You are instantly drawn to this first and what do you find just below the image? The Twitter username. Its placement is not a mistake. And below the username? A perfectly placed section for the user’s biography. And below that? The number of accounts being followed and the number of followers. Twitter has curated this visual hierarchy so that anyone landing on the profile gets information in the right order and don’t feel overwhelmed.

Today, we will be taking a look at the importance of visual hierarchy in graphic design, as well as how it can be used to bring order to your content creations.

Tips for Text

Consumers will gravitate towards text, so it is important to position text correctly. Bigger text with bolder and darker colour tones will be noticed first. Smaller text will be read after this. And finally, smaller text with a very faint colour or a high opacity level will be spotted last. Use this to your advantage to take your consumers on a journey within a graphic.


The main rule with colour use is to make sure that elements stand out from the background. It is also paramount to use contrasting colours when trying to drive attention to a specific area. For example, if you are hosting clickable buttons, one that says ‘Close’ and one that says ‘Visit’, it is good to apply a subdued tone on ‘Close’ and a vibrant tone on ‘Visit’. This will visually prompt the user to navigate to ‘Visit’.

White Space

One major issue with graphic design can be going over the top. It may be due to a client’s demands or it may be due to wanting to fit all your ideas on one page, regardless of the reason you mustn’t overdo it. Use white space to break up elements, paragraphs and images. When consumers see white space, it provides them with a moment to digitally breathe. It also gives your content a more professional look.

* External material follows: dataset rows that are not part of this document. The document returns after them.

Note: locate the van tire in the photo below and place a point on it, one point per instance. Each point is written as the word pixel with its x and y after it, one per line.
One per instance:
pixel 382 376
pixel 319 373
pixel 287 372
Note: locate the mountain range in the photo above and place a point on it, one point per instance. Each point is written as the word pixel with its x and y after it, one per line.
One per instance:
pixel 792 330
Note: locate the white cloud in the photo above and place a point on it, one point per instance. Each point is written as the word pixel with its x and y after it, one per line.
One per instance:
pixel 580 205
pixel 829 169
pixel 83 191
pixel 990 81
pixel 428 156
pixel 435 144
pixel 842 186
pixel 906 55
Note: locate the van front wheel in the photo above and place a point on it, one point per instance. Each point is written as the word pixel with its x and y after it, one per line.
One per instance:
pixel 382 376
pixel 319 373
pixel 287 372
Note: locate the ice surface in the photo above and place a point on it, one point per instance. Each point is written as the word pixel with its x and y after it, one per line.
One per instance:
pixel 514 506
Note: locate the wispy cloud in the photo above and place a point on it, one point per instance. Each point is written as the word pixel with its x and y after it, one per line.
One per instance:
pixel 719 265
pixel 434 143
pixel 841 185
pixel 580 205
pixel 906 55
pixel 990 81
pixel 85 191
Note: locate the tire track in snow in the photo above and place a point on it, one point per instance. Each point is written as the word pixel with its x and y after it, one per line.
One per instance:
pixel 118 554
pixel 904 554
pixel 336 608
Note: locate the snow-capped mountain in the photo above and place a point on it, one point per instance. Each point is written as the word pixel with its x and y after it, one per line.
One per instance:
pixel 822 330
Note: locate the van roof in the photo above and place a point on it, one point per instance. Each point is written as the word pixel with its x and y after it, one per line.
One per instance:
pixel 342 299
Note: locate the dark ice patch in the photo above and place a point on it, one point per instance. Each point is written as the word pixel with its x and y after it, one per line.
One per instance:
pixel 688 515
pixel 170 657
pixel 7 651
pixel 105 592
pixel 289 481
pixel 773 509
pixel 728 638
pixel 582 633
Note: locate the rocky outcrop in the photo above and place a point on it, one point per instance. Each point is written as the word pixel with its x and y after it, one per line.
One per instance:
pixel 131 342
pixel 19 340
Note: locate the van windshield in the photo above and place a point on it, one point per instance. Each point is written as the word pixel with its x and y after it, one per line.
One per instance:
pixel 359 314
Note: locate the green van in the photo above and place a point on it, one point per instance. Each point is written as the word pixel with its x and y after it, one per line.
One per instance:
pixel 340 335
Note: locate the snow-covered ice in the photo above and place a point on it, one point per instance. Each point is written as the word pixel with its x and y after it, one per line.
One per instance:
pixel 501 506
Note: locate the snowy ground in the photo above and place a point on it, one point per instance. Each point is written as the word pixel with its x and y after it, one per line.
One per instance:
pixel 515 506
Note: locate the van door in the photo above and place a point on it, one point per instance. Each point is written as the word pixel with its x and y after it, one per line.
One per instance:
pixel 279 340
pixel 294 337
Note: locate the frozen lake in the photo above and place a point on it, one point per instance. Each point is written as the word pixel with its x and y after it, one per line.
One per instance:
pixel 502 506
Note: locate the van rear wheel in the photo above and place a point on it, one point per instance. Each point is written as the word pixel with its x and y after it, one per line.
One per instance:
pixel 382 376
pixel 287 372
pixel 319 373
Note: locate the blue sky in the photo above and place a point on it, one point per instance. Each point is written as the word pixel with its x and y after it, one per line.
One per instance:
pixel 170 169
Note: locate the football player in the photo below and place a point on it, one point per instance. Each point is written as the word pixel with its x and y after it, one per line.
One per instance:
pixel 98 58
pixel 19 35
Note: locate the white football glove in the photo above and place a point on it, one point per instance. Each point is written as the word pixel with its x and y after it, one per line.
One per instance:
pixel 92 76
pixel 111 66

Graphic design isn’t just a flat space operating within the rules of 2D. You can use shadows, bevels and elevation to let elements pop off the screen. You may want to indulge in elevation when highlighting customer reviews, pop ups or sign up prompts. Elevation signifies importance for visual elements and is a nifty tool for graphic designers.

Leading Lines

Graphic design can be used to prompt consumers to look at certain things. Leading lines are carefully places lines or subtle arrows in a graphic that sway the consumer’s view towards a particular element. Often, these leading lines are incorporated into white spaces or backgrounds and point to images and text bodies.

Reading Patterns

Every culture reads from the top to the bottom. Most cultures read from left to right. Designers have to keep this in mind but reading patterns in modern society is a little more complicated.

The first pattern, F-pattern, applies to text-heavy content where readers scan down the left-side of a page for headings, keywords and topics before moving across for more information.

The second pattern, Z-pattern, usually applies to web pages and adverts where readers scan across the top of the page for names and headlines, then down and across to get an overview, and then finally across the bottom for important redirect information. Web designers usually construct pages based on these patterns.

When dealing with a lot of text and short consumer attention spans, designers have to practice visual hierarchy planning to guide readers to the most pertinent information. These principles of visual hierarchy are vital to practice and keep in mind with every project … from brochures to apps, business cards to websites, social images to infographics, visual hierarchy may now be the most important aspect of graphic design.